The SEAS community gathered January 27 to honor Bryant’s life and environmental justice legacy when it dedicated the Bunyan Bryant Memorial Room in the Dana Building.
Bryant, who died in March 2024, taught at SEAS for 40 years before retiring in 2012. He helped to start the school’s environmental justice program, the first in the nation.
The ceremony included remarks from current SEAS faculty who teach in the Environmental Justice specialization and who knew Bryant well and considered him a mentor.
“There are three kinds of cascading pools of practice into which I feel Bunyan invited me as a mentor and a colleague when I first arrived at this school. And they still are ones I drink from and try to contribute to the health of even today in my work,” said SEAS Professor Rebecca Hardin, who was the first to speak.
“The first pool was his righteous analytical clarity, and the second pool was humility about his imperfections and the imperfections of the world in which we all live and work. He created points of connection, points of common experience that brought us together and created an institutional culture of EJ here at SEAS that was founded on the potluck, on the fireside chat, on the ability to sit around in a circle and be honest about what we were struggling with.

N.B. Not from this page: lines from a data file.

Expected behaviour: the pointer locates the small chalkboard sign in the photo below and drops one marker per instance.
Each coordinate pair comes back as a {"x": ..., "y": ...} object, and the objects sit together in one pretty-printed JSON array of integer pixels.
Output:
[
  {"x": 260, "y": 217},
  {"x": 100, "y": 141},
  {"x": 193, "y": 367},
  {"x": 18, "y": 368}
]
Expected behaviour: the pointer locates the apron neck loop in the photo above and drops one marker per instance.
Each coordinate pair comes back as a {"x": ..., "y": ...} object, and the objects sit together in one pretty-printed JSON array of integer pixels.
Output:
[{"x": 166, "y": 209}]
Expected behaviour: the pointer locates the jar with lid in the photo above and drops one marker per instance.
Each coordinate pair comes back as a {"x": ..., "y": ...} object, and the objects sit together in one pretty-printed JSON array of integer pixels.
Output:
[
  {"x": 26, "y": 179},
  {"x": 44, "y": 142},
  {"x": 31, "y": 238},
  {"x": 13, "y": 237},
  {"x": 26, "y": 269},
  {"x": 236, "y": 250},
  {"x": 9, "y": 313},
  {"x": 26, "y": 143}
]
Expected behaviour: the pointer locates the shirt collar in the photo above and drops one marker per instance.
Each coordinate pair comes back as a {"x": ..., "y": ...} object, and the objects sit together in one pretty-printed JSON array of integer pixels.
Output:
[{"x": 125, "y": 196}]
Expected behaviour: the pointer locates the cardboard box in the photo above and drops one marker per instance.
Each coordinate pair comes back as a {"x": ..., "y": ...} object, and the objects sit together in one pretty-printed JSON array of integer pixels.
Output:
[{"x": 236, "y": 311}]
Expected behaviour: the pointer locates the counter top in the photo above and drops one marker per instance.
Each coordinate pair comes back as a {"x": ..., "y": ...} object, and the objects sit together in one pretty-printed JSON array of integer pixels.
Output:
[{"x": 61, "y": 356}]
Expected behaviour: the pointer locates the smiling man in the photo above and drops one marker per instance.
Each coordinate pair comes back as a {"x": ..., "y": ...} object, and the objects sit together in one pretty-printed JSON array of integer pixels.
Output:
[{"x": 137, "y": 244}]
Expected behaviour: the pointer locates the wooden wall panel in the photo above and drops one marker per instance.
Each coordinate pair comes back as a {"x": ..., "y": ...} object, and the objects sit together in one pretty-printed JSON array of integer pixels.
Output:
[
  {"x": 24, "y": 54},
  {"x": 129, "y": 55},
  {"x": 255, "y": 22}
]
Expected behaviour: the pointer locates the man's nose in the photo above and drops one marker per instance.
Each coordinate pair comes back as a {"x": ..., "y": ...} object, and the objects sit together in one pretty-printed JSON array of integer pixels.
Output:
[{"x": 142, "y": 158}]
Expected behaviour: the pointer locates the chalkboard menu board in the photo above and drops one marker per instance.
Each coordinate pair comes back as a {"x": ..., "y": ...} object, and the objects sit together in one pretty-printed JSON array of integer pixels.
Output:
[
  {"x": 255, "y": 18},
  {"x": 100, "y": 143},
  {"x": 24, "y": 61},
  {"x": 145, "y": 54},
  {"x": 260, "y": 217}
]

“And the final pool that mattered so much to me flowed from the other two, and that was his generosity of vision and spirit institutionally, inter-institutionally and inter-culturally. Bunyan created ecosystems of flow of energy and ideas in which there was and is and will be room for everyone. I miss him so much and I’m so grateful for all that he gave me.”

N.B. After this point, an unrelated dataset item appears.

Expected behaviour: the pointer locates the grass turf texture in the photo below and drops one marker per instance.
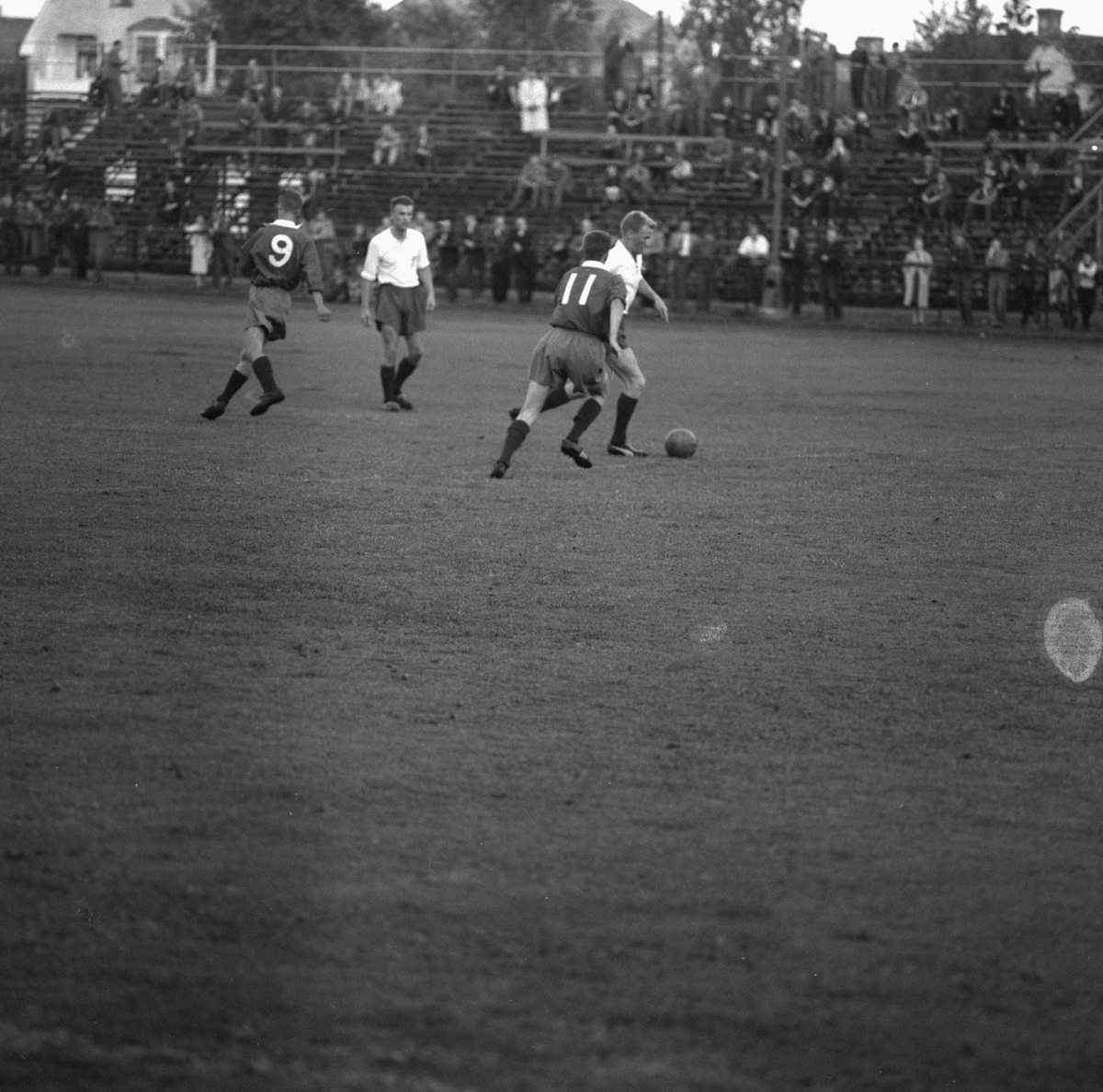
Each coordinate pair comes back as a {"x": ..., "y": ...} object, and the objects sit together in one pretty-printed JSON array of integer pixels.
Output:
[{"x": 330, "y": 764}]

SEAS Professor Paul Mohai, a decades-long friend and collaborator of Bryant, called him a “big thinker” who always thought outside of the box. “He also had an ability to make people think about things in ways they didn’t think of before,” Mohai said.
Those qualities made Bryant an “engaging teacher and an effective leader outside the classroom,” he added. “He was very approachable, very charismatic and one of the best listeners I've ever come to know, and those qualities are very well evidenced by the impacts he’s had in raising awareness about environmental racism and injustice around the country and around the world.”
Michelle Martinez (MS ’08), a SEAS lecturer and one of Bryant’s former students, closed the ceremony by showing attendees the course book for the environmental justice advocacy class that Bryant taught. Referencing the book’s contents, which includes a history of the EJ movement, Martinez said its lessons are more fitting than ever given that “environmental justice has been characterized as radical and wasteful when we know that it’s so much more than that.”
Martinez teaches in the room that was dedicated to Bryant, and the ceremony coincided with her class time, giving her environmental justice students an opportunity to learn more about Bryant and his influence.
“Organizing was the thing that he brought to us,” Martinez said. “Organizing and togetherness—group work, friends, teams of four people getting together with a good idea and really listening to each other, empowering each other, learning together, and having difficult dialogues. He had a dogged conviction toward building the agency of the learning community.”
Following the remarks, Martinez unveiled the room dedication plaque, which immortalizes Bryant’s final words of wisdom to students:
“Always be hopeful, because that is a source of energy that will enable and inspire your work and your vision for the future. With hope comes new visions and possibilities of social and environmental justice. Use the scientific and/or evidence-based knowledge that you have accumulated during your stay with us humbly and in concert with the people you are serving.”